I know where your coming from Sarah I have similar problems.I would put your daughter first, your being very generous inviting your parents over while your dd is at your house, you must want some time alone with them too.I find it smothering having mum there all the time as she takes over, I've stopped telling her now when we've been invited over to dc houses as she has been known to invite herself, which makes it difficult for us with ddil's and dsil's.They have had their time now it's yours.

Tansy Sat 24-Nov-18 19:38:31

Well, actually, then, I wouldn't invite them for visits when dd is there. My dd would be my priority and frankly I'd want to save her the hassle.

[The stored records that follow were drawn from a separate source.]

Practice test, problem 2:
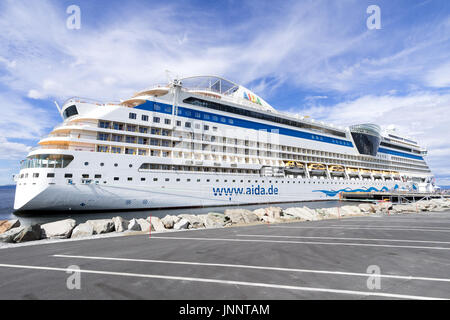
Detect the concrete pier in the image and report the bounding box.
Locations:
[341,192,450,203]
[0,211,450,300]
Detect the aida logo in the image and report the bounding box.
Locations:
[244,91,262,105]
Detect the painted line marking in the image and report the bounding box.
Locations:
[147,236,450,250]
[53,254,450,282]
[0,264,448,300]
[331,224,450,230]
[235,234,450,244]
[270,225,450,232]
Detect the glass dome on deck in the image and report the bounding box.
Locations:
[349,123,381,156]
[181,76,239,95]
[180,76,277,113]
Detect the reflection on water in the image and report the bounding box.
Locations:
[0,188,356,225]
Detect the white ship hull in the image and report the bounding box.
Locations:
[14,77,432,211]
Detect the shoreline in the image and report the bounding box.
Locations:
[0,199,450,249]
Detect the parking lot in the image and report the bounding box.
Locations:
[0,212,450,300]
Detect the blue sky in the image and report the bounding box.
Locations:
[0,0,450,185]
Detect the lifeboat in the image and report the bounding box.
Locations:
[308,163,326,175]
[120,98,147,108]
[133,86,169,98]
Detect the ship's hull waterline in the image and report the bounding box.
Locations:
[14,76,434,211]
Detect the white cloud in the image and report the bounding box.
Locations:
[298,92,450,184]
[425,62,450,88]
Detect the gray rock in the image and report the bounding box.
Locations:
[161,215,180,229]
[86,219,114,234]
[147,217,166,232]
[112,217,130,232]
[0,219,20,234]
[0,227,25,243]
[173,218,189,230]
[137,219,155,232]
[283,207,320,221]
[178,214,205,229]
[13,224,42,243]
[358,203,375,213]
[203,212,227,228]
[41,219,76,239]
[225,209,255,224]
[128,219,141,231]
[70,222,94,238]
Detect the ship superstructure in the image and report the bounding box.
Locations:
[14,76,433,210]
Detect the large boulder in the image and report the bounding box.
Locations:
[253,207,283,220]
[173,218,189,230]
[0,219,20,234]
[86,219,114,234]
[147,217,166,232]
[128,219,141,231]
[358,203,375,214]
[137,219,155,232]
[199,212,227,228]
[13,224,42,243]
[0,227,25,243]
[283,207,320,221]
[340,206,362,216]
[242,211,260,223]
[178,214,205,229]
[161,215,180,229]
[225,209,256,224]
[41,219,77,239]
[112,217,130,232]
[323,207,341,219]
[70,222,94,238]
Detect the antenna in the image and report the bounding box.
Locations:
[54,101,64,120]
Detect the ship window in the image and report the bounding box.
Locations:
[63,105,78,119]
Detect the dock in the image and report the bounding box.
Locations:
[341,192,450,203]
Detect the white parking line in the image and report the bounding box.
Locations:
[331,224,450,230]
[269,225,450,232]
[147,236,450,250]
[53,254,450,282]
[235,234,450,244]
[0,264,448,300]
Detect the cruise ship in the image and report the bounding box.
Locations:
[14,76,434,211]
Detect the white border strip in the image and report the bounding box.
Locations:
[235,234,450,244]
[0,264,448,300]
[145,236,450,250]
[53,254,450,282]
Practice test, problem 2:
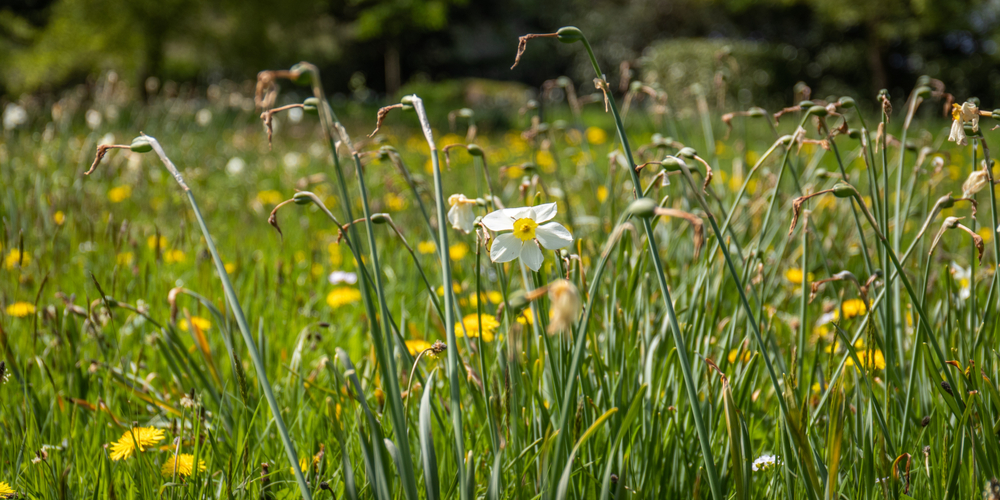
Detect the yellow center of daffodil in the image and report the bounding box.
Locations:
[514,218,538,241]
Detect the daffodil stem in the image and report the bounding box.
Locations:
[143,135,312,500]
[576,37,724,500]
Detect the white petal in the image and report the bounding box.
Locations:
[521,241,545,271]
[535,222,573,250]
[490,234,522,262]
[532,203,556,224]
[483,209,514,231]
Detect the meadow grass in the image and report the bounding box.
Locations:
[0,28,1000,500]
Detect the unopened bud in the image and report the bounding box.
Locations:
[833,182,856,198]
[556,26,583,43]
[302,97,319,116]
[129,136,153,153]
[660,156,685,172]
[292,191,315,205]
[628,198,657,218]
[807,106,827,116]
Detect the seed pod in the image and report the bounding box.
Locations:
[806,106,827,116]
[129,137,153,153]
[302,97,319,116]
[556,26,583,43]
[660,156,686,172]
[465,144,485,158]
[628,198,657,219]
[290,63,312,86]
[292,191,313,205]
[833,182,857,198]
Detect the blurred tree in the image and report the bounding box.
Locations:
[352,0,465,96]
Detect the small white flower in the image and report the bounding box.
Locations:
[948,102,979,146]
[3,103,28,130]
[448,194,476,234]
[483,203,573,271]
[751,453,781,472]
[328,271,358,285]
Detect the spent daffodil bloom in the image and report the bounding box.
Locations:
[483,203,573,271]
[948,102,979,146]
[448,194,476,234]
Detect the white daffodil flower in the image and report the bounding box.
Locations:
[948,102,979,146]
[448,194,476,234]
[483,203,573,271]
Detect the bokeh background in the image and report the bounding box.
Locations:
[0,0,1000,109]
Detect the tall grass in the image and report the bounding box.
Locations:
[0,27,1000,500]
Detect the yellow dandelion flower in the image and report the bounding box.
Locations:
[161,453,205,477]
[146,234,167,250]
[406,339,431,356]
[326,286,361,309]
[108,186,132,203]
[448,243,469,260]
[584,127,608,144]
[115,252,135,266]
[417,241,437,255]
[7,302,35,318]
[3,248,31,271]
[111,427,163,461]
[455,314,500,342]
[177,316,212,332]
[844,299,868,319]
[163,249,187,264]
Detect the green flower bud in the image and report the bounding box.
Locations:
[291,63,312,86]
[292,191,314,205]
[465,144,485,158]
[302,97,319,116]
[807,106,827,116]
[129,136,153,153]
[628,198,657,219]
[556,26,583,43]
[660,156,686,172]
[833,182,856,198]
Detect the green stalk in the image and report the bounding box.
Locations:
[141,134,312,500]
[557,32,728,500]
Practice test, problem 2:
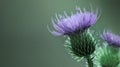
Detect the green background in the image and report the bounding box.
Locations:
[0,0,120,67]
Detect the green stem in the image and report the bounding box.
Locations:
[86,56,93,67]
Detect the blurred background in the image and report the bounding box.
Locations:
[0,0,120,67]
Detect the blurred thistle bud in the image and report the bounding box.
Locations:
[102,31,120,47]
[101,31,120,53]
[94,47,120,67]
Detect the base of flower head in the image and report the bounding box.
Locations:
[70,31,96,56]
[65,30,96,61]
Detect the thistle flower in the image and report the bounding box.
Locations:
[102,31,120,47]
[50,7,98,36]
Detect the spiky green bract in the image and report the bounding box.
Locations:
[66,30,96,61]
[70,31,96,57]
[95,47,120,67]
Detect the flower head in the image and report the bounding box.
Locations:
[50,7,98,35]
[102,31,120,47]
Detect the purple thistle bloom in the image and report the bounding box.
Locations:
[49,7,98,36]
[102,31,120,47]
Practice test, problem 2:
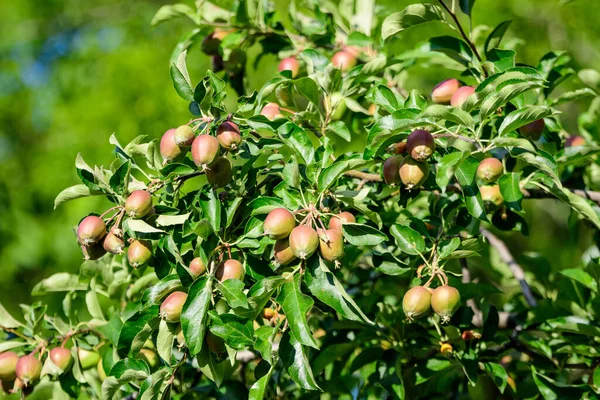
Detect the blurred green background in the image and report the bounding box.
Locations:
[0,0,600,310]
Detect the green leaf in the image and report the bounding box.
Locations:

I also wouldn't want to put her off seeing me just because of my parents.

ginny Sat 24-Nov-18 17:31:58

It’s not your problem. They are all adults so must sort it out for themselves. If either ‘side’ ask you to intervene , tell them what I’ve just said.

Sarahmob Sat 24-Nov-18 16:05:51

AIBU - I’m getting really frustrated with my parents who keep pressuring my grown-up daughter and her family to visit them. I invite my parents to come and spend time with us while DD is visiting my home which they do, but then my mum is ‘offended’ if daughter returns home without visiting their house. My DD works so her free time is at a premium, she is getting to the stage where she doesn’t want to come home because of the pressure from her grandparents. I don’t know how to approach this problem - any advice?